2018 Conference Presentation
Objectives: Enabling and optimising older adults’ capability to age “in-place” in their own home and community are key long-term care policy imperatives. In this light, housing can play a key role in the prevention, maintenance, and enabling of older adults’ psychosocial and physical well-being, and in turn, facilitating ageing in place. A pilot “AIP” project has been implemented in 11 public housing estates in Hong Kong since 2014 to promote aging in place of their elderly residents. The project provides estate-based “one stop” health and social care services for elderly tenants. Each estates is stationed with a social worker and some estates also have tailored elderly apartment units and a lounge designed for older adults. This housing model is akin to the Naturally Occurring Retirement Community Supportive Service Programs (NORC-SSP model) that aimed to promote ageing in place by facilitating partnerships among stakeholders including elderly residents, service providers, and estate managers, and by fostering neighbours’ capacity of mutual help. We conducted a four year longitudinal study to (1) evaluate the overall effect of this pilot project on psychosocial outcomes among elderly tenants; and (2) examine the ageing-in-place intention of the elderly tenants under the AIP project.
Methods: We interviewed 2,000 older residents of 12 public rental estates annually between 2014 and 2017, including 11 estates that implemented with the pilot AIP project and one estate without the program as a control group. We collected demographic, physical health, cognitive heath, quality of life, use of health care services, and their intention to age in place from them.

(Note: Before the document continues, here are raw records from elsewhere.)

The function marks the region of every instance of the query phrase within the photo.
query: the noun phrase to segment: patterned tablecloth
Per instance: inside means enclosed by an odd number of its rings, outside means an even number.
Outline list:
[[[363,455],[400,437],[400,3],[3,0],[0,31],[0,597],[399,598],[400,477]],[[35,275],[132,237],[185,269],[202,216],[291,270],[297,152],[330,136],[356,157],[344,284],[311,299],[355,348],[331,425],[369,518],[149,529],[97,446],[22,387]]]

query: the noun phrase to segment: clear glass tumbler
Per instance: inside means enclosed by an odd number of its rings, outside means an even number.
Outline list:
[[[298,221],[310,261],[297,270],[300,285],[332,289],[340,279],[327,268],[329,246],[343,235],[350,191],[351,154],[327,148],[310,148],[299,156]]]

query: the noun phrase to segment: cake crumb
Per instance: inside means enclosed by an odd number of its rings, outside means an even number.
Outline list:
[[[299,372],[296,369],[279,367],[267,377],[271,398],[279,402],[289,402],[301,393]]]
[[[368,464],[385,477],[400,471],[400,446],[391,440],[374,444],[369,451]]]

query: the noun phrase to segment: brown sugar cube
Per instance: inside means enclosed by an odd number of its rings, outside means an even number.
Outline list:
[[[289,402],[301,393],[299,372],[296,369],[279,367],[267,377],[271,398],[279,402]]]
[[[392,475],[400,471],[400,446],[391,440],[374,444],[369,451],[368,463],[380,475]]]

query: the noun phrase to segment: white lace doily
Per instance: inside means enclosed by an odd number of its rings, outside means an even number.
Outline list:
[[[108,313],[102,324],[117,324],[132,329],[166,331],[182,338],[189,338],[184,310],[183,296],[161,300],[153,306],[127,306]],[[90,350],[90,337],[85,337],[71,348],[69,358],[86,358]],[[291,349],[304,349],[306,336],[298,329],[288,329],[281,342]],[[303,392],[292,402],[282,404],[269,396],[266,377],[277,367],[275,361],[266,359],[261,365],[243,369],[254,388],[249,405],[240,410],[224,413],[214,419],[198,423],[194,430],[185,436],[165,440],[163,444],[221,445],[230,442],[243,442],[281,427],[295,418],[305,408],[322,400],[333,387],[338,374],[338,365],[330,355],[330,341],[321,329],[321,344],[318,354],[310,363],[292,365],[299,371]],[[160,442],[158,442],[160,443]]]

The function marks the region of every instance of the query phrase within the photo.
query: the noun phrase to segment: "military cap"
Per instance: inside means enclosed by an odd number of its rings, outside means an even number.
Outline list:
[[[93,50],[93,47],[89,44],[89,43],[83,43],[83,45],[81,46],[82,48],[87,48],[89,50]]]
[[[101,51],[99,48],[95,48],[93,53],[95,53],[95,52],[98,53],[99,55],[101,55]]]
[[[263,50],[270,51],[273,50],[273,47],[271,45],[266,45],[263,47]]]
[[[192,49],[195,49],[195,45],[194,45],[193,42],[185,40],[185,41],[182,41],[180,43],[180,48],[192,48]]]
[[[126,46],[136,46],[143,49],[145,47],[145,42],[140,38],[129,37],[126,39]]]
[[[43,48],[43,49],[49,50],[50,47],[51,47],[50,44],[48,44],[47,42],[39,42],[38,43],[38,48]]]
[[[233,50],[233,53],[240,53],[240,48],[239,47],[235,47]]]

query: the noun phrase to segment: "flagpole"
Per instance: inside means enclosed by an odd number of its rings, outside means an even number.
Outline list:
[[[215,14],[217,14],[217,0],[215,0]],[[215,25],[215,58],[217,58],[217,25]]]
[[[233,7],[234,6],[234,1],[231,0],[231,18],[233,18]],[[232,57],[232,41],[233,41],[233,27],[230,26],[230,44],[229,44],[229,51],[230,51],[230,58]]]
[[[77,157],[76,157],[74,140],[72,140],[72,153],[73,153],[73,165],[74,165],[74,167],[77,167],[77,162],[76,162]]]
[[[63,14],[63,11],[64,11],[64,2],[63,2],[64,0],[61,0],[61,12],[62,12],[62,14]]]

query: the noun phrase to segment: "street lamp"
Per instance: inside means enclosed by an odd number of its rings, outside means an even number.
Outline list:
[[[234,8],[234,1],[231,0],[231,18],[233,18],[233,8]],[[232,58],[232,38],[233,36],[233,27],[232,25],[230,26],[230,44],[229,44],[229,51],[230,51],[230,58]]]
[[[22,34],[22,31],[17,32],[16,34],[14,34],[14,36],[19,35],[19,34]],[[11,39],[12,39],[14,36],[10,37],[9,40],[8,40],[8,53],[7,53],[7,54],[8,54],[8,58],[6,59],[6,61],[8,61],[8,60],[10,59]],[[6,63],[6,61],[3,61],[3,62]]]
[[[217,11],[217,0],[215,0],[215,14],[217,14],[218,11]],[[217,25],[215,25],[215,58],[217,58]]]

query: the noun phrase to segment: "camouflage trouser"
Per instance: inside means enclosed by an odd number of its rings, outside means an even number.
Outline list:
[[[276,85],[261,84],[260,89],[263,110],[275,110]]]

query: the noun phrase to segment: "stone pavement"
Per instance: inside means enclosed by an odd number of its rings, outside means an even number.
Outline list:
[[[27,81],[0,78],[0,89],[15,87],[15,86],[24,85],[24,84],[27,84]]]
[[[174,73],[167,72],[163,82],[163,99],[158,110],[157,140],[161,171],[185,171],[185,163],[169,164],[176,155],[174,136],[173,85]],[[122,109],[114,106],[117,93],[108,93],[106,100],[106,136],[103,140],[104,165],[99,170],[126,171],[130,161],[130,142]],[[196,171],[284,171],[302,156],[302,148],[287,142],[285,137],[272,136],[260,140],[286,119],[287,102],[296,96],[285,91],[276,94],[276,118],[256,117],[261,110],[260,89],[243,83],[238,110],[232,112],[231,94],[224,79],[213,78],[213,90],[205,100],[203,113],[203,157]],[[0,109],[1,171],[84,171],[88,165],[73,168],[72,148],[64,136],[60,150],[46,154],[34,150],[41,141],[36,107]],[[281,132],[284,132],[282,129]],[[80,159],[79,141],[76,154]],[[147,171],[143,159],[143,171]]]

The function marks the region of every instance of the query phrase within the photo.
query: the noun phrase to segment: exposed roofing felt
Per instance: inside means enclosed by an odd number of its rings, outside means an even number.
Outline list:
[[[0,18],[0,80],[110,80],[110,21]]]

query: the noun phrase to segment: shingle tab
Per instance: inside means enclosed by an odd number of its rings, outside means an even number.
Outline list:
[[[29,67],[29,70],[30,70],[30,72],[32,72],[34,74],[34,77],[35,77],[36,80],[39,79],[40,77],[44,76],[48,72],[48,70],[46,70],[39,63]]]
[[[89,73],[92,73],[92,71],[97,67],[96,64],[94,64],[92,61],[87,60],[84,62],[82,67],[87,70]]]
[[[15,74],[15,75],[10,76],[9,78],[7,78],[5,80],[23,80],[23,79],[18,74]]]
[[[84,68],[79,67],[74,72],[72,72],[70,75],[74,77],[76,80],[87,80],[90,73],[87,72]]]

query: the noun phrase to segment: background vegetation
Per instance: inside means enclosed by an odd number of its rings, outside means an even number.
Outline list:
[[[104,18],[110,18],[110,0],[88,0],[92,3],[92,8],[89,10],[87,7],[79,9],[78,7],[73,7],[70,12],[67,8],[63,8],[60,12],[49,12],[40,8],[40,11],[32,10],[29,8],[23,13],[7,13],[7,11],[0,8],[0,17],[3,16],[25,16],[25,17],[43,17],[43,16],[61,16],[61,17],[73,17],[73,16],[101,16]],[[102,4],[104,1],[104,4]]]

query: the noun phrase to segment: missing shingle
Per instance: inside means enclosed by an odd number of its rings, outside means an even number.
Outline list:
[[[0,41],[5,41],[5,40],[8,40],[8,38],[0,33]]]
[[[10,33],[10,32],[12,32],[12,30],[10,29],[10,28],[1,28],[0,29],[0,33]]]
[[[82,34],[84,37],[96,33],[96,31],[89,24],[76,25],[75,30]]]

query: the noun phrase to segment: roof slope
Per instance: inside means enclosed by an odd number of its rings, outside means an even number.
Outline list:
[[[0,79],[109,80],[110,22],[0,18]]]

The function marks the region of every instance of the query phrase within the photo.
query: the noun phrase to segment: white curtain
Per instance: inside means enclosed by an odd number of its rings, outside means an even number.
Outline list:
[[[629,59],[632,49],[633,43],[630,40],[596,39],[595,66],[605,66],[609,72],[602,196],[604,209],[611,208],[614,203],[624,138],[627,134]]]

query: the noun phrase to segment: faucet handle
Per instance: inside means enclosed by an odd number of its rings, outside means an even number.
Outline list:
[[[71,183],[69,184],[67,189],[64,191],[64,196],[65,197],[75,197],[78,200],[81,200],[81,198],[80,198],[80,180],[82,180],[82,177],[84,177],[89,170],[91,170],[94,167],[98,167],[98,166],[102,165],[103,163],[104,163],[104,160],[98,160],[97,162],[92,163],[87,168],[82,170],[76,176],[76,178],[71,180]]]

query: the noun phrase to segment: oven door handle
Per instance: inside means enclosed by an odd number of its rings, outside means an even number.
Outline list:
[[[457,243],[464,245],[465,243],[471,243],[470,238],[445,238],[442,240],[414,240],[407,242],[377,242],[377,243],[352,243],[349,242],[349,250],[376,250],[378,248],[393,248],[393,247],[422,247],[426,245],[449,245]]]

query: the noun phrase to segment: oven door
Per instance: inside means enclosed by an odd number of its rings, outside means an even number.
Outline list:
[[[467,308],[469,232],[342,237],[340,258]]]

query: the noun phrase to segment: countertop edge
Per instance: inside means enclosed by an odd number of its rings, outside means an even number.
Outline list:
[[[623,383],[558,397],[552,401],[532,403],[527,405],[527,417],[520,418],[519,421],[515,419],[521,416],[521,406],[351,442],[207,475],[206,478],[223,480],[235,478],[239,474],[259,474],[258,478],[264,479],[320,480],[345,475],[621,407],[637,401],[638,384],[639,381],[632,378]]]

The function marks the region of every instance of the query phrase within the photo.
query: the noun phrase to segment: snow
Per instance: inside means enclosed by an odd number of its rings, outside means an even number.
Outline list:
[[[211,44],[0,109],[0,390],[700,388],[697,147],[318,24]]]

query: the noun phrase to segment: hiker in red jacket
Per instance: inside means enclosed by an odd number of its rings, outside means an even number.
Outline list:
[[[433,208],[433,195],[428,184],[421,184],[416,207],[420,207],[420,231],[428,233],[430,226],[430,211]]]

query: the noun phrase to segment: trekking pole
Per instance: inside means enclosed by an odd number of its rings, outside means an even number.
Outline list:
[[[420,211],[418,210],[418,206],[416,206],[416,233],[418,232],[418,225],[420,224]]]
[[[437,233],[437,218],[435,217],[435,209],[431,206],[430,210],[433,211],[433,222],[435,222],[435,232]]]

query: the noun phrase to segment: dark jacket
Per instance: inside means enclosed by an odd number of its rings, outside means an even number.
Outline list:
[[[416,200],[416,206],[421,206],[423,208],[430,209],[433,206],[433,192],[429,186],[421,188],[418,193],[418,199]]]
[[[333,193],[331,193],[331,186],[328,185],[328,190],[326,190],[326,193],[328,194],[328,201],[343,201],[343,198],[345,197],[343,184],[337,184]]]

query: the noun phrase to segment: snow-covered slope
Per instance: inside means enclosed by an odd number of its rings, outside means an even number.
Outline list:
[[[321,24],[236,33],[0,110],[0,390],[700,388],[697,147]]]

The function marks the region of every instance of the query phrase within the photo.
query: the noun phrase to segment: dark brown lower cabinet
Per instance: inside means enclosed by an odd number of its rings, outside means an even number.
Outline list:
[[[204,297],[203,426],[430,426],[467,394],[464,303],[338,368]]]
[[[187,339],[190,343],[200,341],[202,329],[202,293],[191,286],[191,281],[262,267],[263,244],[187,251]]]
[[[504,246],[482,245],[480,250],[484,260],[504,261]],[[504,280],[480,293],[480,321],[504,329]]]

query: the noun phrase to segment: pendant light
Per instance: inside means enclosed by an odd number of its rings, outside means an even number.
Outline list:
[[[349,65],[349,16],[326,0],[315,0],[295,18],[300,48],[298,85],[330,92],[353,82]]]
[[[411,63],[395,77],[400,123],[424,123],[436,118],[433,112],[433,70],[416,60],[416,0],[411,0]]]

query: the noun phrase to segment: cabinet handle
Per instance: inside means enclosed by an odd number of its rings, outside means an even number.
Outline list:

Results: Older people living in estates with AIP project increased the use of community care services, participated more frequently in active ageing activities, and had better cognitive health and mental health than those in the control estate. They also reported fewer falls and fewer use of accident and emergency services than those in the control estates. More elders in the estates with AIP project preferred to live at home even if their health deteriorated to a point that they can no longer living in the community without support.
Conclusions: Elders in estates with AIP pilot projects should more willingness to age in place and reported better outcomes than those in the control estates. Since more than 40% of elders in Hong Kong are living in public rental housing estates, the positive results indicates that a NORC-SSP type model may help lower the impact of rapid population aging on the long term care system.